共价有机框架化合物是一类结晶性的有机多孔材料，基于可逆化学反应将功能单元以共价键的形式连接成高度有序的多维结构，在气体分离、光电、催化等方面广受关注。将COFs制成薄膜材料，可用于膜分离、光电、传感、能量存储等领域，具有重要应用价值。本文首次采用喷涂层层自组装法、蒸发/喷涂层层自组装法、化学气相沉积法等可控制备COFs膜，研究制备过程中膜生长和控制机理，研究其分子分离性能。吸附功能膜是指键合吸附功能基团或者负载吸附剂颗粒的多孔膜，是一种较为新颖的吸附材料，主要用于水溶性微量污染物的富集，具有吸附/脱附速率快、处理效率高、能耗低、易于实现放大、吸附剂流失率低、便于回收等优点。本文制备了层状双金属氢氧化物混合基质膜用于吸附磷，聚偏氟乙烯接枝咖啡酸PVDF-g-CA/PB/PVDF膜用于吸附Cs⁺，PVDF/C18/PTFE固相萃取膜用于萃取回收苯酚，研究膜制备影响因素、静态吸附、动态吸附以及重复使用性能等。主要研究内容及结论如下：

（1）通过喷涂层层自组装方法制备COF-LZU1膜。交替喷涂均苯三甲醛和对苯二胺的1,4-二氧六环溶液至PAN基膜上，制得COF-LZU1复合膜，并应用于染料/水体系的分离，研究了乙酸浓度、自组装层数、反应温度及单次负载量对膜通量及截留率的影响，同时评价了膜的稳定性能。COF-LZU1膜的合成为醛胺缩合反应，在该反应中，对苯二胺的孤对电子进攻均苯三甲醛的羰基发生亲核加成，乙酸的催化作用是提高羰基亲核加成的活性快速得到半缩醛胺(-C(OH)(NHR)-)中间体，然后消除一分子水得到亚胺产物。乙酸在COF合成过程中起重要作用。实验结果表明，在一定酸度范围内，随着酸度的增加（0 M, 1 M, 3 M），反应速度加快，粒子粒度逐渐减小，膜表面致密光滑，截留率增加。随着组装层数增加，PAN基膜表面孔被完全覆盖，通量减小，截留率增加。而随着反应温度的升高，溶剂二氧六环挥发速度增加，不利于形成均一致密COF-LZU1层，使膜的截留率降低。在室温、3 M乙酸催化下制得的3层COF-LZU1复合膜对水溶性苯胺蓝的截留率大于99%，通量约为407.6 L m² h^-1 MPa^-1，该膜在超声条件下保持稳定，且长期运行性良好。该膜对其它几种不同的染料的截留率均在90%以上，表明该膜具有优异的纳滤性能和良好的应用前景。

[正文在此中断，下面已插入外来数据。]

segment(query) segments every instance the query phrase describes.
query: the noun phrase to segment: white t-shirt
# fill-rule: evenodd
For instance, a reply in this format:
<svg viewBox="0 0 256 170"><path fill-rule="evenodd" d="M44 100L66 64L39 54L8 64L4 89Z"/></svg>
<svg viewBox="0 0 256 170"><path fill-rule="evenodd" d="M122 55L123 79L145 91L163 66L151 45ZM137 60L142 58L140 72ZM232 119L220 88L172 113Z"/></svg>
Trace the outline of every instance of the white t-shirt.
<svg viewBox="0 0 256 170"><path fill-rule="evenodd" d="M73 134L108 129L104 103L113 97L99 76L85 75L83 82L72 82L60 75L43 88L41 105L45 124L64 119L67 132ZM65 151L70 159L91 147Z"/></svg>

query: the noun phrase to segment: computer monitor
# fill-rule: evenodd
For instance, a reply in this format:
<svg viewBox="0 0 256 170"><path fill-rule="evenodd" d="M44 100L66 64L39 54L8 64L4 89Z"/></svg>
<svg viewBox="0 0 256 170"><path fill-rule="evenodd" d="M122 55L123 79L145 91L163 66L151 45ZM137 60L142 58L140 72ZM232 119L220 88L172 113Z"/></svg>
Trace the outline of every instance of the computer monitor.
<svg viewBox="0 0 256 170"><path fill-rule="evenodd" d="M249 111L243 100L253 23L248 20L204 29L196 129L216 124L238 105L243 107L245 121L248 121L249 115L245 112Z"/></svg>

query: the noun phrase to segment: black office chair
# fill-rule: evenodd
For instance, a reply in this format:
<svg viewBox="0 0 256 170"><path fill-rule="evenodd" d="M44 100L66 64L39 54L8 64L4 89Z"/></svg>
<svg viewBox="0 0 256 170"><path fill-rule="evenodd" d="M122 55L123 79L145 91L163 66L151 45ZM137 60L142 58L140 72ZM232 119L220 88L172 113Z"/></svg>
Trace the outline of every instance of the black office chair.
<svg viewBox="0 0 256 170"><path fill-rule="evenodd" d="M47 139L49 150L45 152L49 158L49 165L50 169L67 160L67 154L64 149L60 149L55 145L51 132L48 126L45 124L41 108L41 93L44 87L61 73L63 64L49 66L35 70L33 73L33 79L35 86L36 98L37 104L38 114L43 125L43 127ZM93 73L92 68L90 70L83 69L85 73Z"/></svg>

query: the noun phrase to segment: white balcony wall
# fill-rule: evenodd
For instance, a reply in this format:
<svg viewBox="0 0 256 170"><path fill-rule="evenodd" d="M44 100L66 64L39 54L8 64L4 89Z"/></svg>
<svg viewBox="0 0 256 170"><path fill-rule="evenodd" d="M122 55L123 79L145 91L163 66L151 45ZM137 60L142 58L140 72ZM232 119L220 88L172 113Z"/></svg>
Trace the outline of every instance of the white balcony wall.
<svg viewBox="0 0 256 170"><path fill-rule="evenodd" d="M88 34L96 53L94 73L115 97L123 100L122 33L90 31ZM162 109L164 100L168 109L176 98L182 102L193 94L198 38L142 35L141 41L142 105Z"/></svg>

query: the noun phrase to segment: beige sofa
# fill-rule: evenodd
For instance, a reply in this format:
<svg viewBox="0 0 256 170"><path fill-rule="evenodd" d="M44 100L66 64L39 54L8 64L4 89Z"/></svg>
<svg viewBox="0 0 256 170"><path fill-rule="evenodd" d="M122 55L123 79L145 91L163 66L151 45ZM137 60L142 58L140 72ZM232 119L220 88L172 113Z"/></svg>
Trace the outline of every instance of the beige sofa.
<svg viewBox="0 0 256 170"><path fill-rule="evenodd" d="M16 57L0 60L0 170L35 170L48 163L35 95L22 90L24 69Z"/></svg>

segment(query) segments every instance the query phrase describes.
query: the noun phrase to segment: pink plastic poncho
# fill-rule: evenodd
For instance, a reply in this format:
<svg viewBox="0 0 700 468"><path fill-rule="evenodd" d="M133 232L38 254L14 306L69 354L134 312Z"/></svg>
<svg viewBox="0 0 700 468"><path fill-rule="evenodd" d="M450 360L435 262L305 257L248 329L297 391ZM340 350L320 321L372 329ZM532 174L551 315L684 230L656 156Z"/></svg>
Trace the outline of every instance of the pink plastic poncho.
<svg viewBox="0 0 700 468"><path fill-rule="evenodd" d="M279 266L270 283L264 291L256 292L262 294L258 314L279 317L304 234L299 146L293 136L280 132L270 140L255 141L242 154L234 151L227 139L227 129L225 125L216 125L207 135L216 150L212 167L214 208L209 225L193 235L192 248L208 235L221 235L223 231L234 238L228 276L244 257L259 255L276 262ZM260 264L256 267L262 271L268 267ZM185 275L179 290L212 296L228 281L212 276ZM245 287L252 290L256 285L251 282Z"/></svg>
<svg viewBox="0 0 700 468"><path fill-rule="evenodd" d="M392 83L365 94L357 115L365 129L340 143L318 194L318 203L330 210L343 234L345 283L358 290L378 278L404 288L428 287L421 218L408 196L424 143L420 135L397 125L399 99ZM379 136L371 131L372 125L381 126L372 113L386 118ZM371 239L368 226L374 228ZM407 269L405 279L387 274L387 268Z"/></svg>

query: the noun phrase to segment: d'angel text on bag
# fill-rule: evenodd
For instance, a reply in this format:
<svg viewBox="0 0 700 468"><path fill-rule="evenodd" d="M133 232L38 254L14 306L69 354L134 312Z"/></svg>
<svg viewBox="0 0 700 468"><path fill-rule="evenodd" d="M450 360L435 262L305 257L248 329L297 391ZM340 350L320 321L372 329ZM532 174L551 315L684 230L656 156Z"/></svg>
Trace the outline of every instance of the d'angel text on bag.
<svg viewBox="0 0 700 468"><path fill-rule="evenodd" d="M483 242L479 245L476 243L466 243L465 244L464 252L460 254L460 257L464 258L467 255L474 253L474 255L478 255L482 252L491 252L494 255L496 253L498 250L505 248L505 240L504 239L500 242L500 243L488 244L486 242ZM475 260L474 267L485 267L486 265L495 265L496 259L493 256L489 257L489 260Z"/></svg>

（2）采用蒸发/喷涂层层自组装方法构建COF-LZU1膜。交替蒸发对苯二胺粉末和喷涂均苯三甲醛溶液至改性的PAN基膜上，制得多层COF-LZU1复合膜，并应用于染料/水体系的分离。研究了蒸发温度及时间、纳滤膜层数及单次负载量对膜通量及截留率的影响，并对膜的运行稳定性进行了评价。SEM、FTIR和XRD的分析表明，在基膜上制备了良好的COF-LZU1分离层。蒸发温度升高，膜表面COF-LZU1粒子粒径逐渐降低且膜表面逐渐分布均匀，在100 ℃蒸发制得的膜表面最致密均匀，对染料截留率最高。而随着蒸发时间的增加，膜表面的粒子越来越均匀致密，截留率升高，但蒸发时间过长（超过6 h）时可能会引起副反应的发生，使得截留率降低。最佳条件下（100 ℃条件下蒸发6 h，自组装层数为3层）制得的COF-LZU1复合膜对水溶性苯胺蓝的截留率为97.12%，通量约为529.9 L m² h^-1 MPa^-1，且长期运行稳定。该纳滤膜对几种不同的染料的截留率均在90%以上，该膜浸泡在乙醇、丙酮、二氯甲烷、乙酸乙酯等有机试剂中一段时间后纳滤性能保持不变，证明其具有良好的耐有机溶剂性能。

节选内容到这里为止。